Traditional IPOs still clearly have their benefits, including greater visibility and prestige, but they can be costly and time intensive. An IPO can take two to three years to close, whereas a SPAC can be completed in as little as two to three months. Additionally, SPACs have to make fewer disclosures, can provide forward guidance once they announce their acquisition target, and set their own deal valuation as opposed to an initial public offering process where the offering price can change dramatically based on the strength of the investment bank’s book-building process.

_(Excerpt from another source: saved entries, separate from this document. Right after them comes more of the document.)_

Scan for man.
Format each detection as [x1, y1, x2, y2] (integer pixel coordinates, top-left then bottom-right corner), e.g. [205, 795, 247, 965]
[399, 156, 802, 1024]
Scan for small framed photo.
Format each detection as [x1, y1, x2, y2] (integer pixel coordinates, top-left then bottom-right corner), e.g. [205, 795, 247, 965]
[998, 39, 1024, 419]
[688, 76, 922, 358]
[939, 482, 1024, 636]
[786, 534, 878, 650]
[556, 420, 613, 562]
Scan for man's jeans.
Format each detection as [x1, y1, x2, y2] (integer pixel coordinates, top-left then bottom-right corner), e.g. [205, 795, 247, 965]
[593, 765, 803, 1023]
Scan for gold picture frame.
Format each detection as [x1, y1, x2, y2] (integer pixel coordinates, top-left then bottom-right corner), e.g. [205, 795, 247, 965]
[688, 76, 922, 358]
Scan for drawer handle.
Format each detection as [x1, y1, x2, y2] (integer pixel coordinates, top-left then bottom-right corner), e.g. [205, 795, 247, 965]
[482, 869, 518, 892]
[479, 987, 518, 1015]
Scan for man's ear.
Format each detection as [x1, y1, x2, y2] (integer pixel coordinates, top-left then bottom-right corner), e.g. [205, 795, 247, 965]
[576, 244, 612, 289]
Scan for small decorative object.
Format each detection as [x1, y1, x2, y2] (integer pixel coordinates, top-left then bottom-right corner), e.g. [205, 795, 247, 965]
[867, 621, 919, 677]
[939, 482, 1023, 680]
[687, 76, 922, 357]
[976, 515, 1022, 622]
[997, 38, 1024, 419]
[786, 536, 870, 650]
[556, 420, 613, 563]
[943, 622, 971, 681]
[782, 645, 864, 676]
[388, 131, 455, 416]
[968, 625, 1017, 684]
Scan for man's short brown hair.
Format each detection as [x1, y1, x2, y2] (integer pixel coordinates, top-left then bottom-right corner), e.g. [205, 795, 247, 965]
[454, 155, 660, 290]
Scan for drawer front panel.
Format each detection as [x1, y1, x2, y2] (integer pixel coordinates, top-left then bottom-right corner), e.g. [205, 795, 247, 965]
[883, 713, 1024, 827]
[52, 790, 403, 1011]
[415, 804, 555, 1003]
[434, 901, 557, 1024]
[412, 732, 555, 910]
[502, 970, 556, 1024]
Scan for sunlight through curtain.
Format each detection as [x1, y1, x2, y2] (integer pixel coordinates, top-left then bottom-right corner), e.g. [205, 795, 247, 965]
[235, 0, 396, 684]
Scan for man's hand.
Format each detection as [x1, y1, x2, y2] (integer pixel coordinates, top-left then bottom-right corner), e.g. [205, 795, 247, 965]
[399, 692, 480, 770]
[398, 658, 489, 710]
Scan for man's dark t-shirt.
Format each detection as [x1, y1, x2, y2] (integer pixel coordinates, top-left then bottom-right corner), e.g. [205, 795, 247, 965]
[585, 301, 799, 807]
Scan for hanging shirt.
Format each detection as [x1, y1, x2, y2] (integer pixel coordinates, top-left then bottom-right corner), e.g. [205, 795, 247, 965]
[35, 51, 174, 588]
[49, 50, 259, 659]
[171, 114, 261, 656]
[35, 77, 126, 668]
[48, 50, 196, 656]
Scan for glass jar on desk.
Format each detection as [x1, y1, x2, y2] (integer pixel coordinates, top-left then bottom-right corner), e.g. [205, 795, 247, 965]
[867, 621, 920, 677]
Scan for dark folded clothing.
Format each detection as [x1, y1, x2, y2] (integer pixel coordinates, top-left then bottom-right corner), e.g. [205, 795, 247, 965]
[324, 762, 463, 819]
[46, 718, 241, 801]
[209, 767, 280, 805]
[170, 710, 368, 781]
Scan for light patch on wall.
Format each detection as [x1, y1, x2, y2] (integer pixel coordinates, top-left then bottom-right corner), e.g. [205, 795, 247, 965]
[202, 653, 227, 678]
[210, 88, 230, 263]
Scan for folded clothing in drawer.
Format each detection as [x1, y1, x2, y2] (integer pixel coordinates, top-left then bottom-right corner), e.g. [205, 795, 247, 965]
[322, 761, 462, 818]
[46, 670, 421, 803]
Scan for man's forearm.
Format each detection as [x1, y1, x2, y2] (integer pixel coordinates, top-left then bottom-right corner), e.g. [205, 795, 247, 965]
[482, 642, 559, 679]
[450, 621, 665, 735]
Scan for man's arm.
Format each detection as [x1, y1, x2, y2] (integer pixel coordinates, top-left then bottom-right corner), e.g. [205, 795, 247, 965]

To be sure, not all SPAC deals will be successful—and “streamlined processes” is also a euphemism for less protection and less transparency for individual investors, which has rightfully prompted increased scrutiny from regulators. Additionally, the economics for insiders can be substantial and associated fees are typically greater than those collected by investment banks for traditional initial public offerings. But investors have the option of redeeming their shares at the SPACs offering price if they do not like their acquisition target and they can also benefit from the pairing of warrants with their shares, which can provide an extra “kicker” to one’s investment returns if the stock rises over time.
While the SPAC structure certainly has its pros and cons, from a big picture perspective, they are increasingly the vehicle of choice for private companies seeking a sophisticated response to the structural issues of going public—and that is potentially a positive development for the markets overall. Only time will tell if they serve this special purpose, but this go around, SPAC may not be the four-letter word that today’s headlines suggest.